Please e-mail to Mary Lucy at:
or by mail to:
Mary Lucy
534 Moores Pond Rd.
Silver Lake, NH 03875.
Mary
K.W. Lucy, President
Linda
Drew Newton Smith, Vice President
Robin M. Tagliaferri Ferreira, Secretary
Becky Knowles, Treasurer and
Curator
******
BLAST FROM THE PAST
This is taken from an
old newspaper article, probably
from The Reporter, sometime after the Madison Historical Society
meeting dated February 15, 1961.
Madison Historical Society
On Wednesday
February 15, the Society held it's regular monthly meeting at 7:30 p.m. at the
Historical Building. There were 33
present including one visitor from Eaton. The meeting was
opened with a salute to the flag and singing of America the Beautiful. Records
of the previous joint meeting with Conway were read and the Treasurer's report
was heard. Under new business, our
President mentioned the need of money raising projects. Several methods were discussed. It was mentioned that herb Weston is,
at present, compiling a history of roads and industries in town. The hearing which was held in Concord
in regard to the Boulder road crossing was discussed by Pres. Acker. The matter of joint meetings
with other Societies was discussed, in
relation to their value to us. The
majority feel that these meetings are beneficial to all concerned. Mrs. Marion Acker displayed a
valentine, which is around 100 years old. It was a heart shaped stone, fashioned from what appeared to be either
marble or some form of soapstone, with the lettering on the face cemented under
a glass bubble, complete with a round wooden container. Mrs. Acker gave a short talk on early
valentines, giving emphasis to the brief reserved wording of that period. The ancient burial garments, which were
given by Mrs. Victor Merriam, were displayed. Several very old pictures were circulated to see if those
present could identify any of the people in the pictures.
Program Director
George Shaw then presented the history of the Madison telephone system,
assisted by Leon Gerry, Mrs. Frank Nason, Mildred Frost and several others,
including Guy Nickerson who helped set most of the original poles.
Briefly, the company
was incorporated in 1905 with $1000.00 capital and three instruments, which
were connected with New England Telephone. New England Telephone at this time had only two pay stations
in town, and these were at the stores.
The operation of switchboards was, for the most part, in the Nason
family in it's early years, and with Mrs.Olive Martin from 1926 to 1956, when
dial phones took over. Records of
the old company were read, and proved very interesting. The phone bill in those days averaged
$1.45 per month, and the cost of each pole all set was 25 cents. Lee Drew noted that one subscriber had
paid his bill in blueberries for one month. Previous to the Madison phone company, other than the two
New England phones, there were two other phone lines in town. One was the David Knowles line from
Silver Lake to the Half Way House on Chocoura Mountain, and the other a special
line which was installed in 1899 from Madison Railroad Station to Tamworth
residence of President Cleveland.
We appreciate the
efforts of all concerned in making the research necessary to make our meetings
so interesting. The Society wishes
to stress the fact that we welcome all visitors, and all prospective new
members. You will certainly enjoy
attending, as our monthly reports cannot possibly give more than a brief resume
of our programs.
Our refreshments, which were excellent, were served at this meeting by Mr. and Mrs. Donald Hamilton, and Mr. and Mrs. Robert Chick.
******
A NEW ADDITION
The poem below came from a book of poems in which
Penny Hathaway copied and gave to me to share in our newsletter. The book is entitled, Whitton's
Well, forty-three poems by
Albert L. Watson, Copyright 1976 by A. L. Watson, printed by asc Creative
Printing, inc., Hagerstown, Maryland.
On the inside cover page it is inscribed, For Leon Gerry of Madison
Corner if he will put up with it.
#21 THE BOULDER
Walter Budroe, a local
man I know,
chatted where he sat on a
maple stump
cooling after splitting
stovewood.
He stood and asked me to
look with him.
You know these woods. See on the hillside where it's steeper near the top.

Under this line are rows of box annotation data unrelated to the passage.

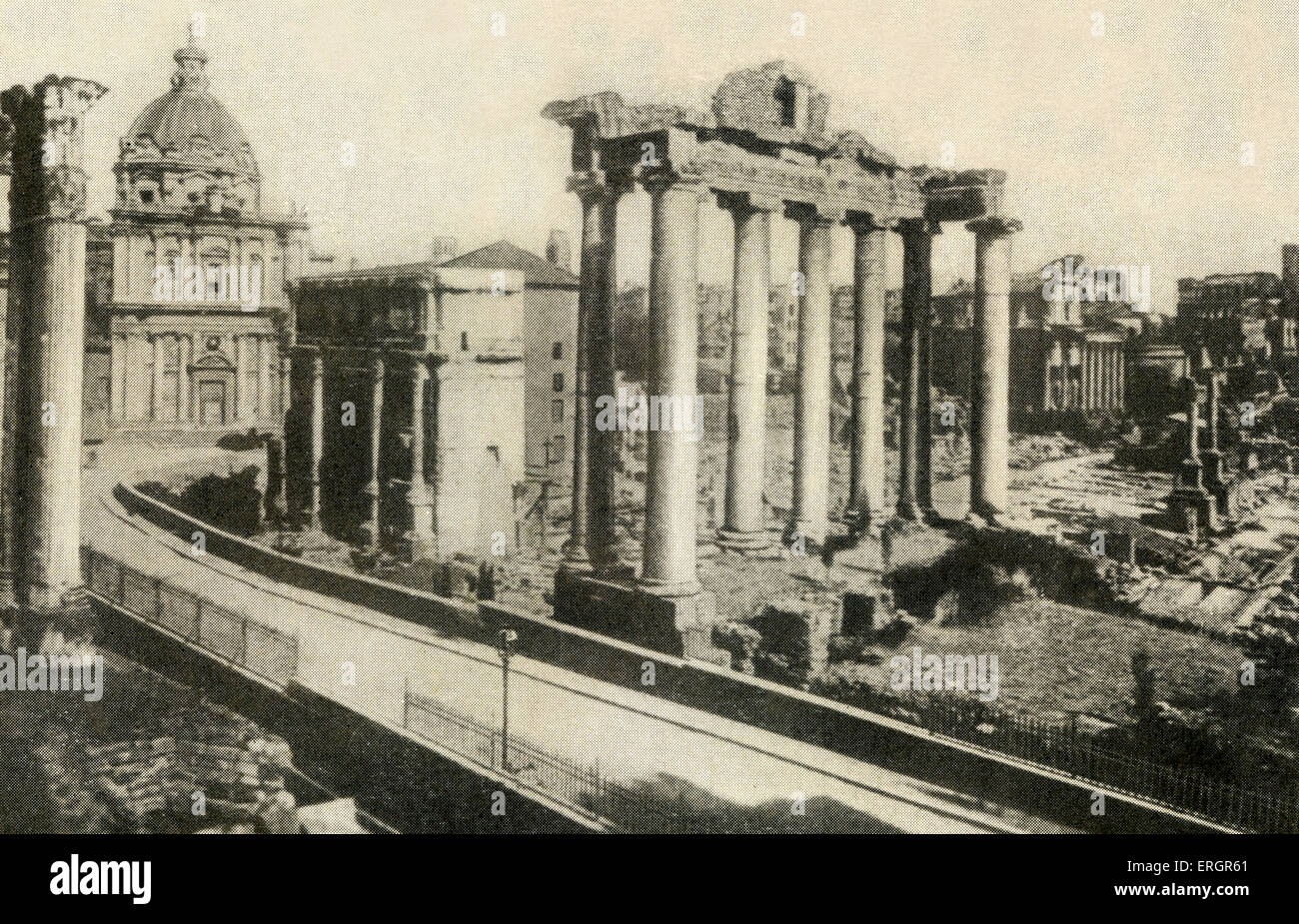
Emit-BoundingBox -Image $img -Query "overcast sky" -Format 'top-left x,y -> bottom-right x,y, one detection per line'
0,0 -> 1299,310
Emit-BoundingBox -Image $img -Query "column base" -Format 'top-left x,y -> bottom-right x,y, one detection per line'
717,526 -> 771,551
636,577 -> 701,599
965,503 -> 1012,529
555,569 -> 730,667
560,539 -> 595,575
780,520 -> 825,551
1168,487 -> 1218,536
356,521 -> 380,549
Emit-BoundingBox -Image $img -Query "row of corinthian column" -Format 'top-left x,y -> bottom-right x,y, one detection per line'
566,169 -> 1020,595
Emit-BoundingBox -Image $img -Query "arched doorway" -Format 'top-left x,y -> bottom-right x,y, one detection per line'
190,355 -> 235,430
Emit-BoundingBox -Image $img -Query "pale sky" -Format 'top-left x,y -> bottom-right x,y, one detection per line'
0,0 -> 1299,310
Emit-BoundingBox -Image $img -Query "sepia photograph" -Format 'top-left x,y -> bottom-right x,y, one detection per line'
0,0 -> 1278,908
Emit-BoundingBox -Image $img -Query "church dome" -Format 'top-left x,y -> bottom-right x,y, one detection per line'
117,36 -> 259,209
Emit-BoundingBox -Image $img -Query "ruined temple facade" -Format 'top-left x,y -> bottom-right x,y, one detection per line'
1177,244 -> 1299,379
285,262 -> 525,560
107,39 -> 308,435
543,61 -> 1020,659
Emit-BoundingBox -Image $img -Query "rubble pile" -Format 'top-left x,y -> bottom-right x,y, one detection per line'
82,724 -> 299,834
27,672 -> 300,833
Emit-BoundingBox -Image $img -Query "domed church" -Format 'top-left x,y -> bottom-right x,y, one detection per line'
108,35 -> 309,435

The trees are shorter there.
Logging with my horses in the spring I found a boulder.
You can just
It sits on the forest
floor so squat
you scarcely notice how
it tapers up
through boughs and makes
a peak above the trees.
I don't do much climbing.
But I was curious.
I laid out my saw and ax
where I could find them and scrambled up the backbone to the top.
I said there's a peak on
top, but where it should make a peak there's more a saddle just broad enough to
sit with a leg on either side.
The stone was cold but in the sun not so cold as by the ground, another case of it being warmer up above oftentimes than down below.
I meant to mention that
to Reverend Seasholes when I saw him
but when he changes
churches I stayed where I was.
I sat astraddle. You can
see a long way from there.
You
see where the mountain, Burleigh,
bends
the river to the west, towards Bristol.
just
the way they are, but in a pattern
you
don't appreciate below.
Everyone
moves slower, even people always in their hurry that have something going as if
they think the snow'll clear that much faster.
Snow
goes out and it comes back two three times in April, but folks don't remember
year to year ----
or
perhaps mix up what they want for what they'll get.
Then
the slow folks hardly move at all,
Neighbors never look unfriendly from up away – you can't hear what they're saying
and
you can't always figure what they're doing except from what they generally
do you know about.
At first this village looks smaller.
Then you look a while closely at some barn or henhouse then look away in a sweep and it looks bigger,
from the river up the orchard on Pinnacle Hill.
You
see two steeples on either end of town, one
church for preaching and one for singing – you take your choice.
Our preacher did. Or you
can keep away from both.
Mostly young folks do that.
But
all but some of them are gone to Durham to
college or Hanover or to the mills at Manchester.
The village has changed
It's changing now.
You wouldn't know.
Nothing's just the same.
One change is taxes. Once
land was land.
When you set up to farm, the least you paid was money.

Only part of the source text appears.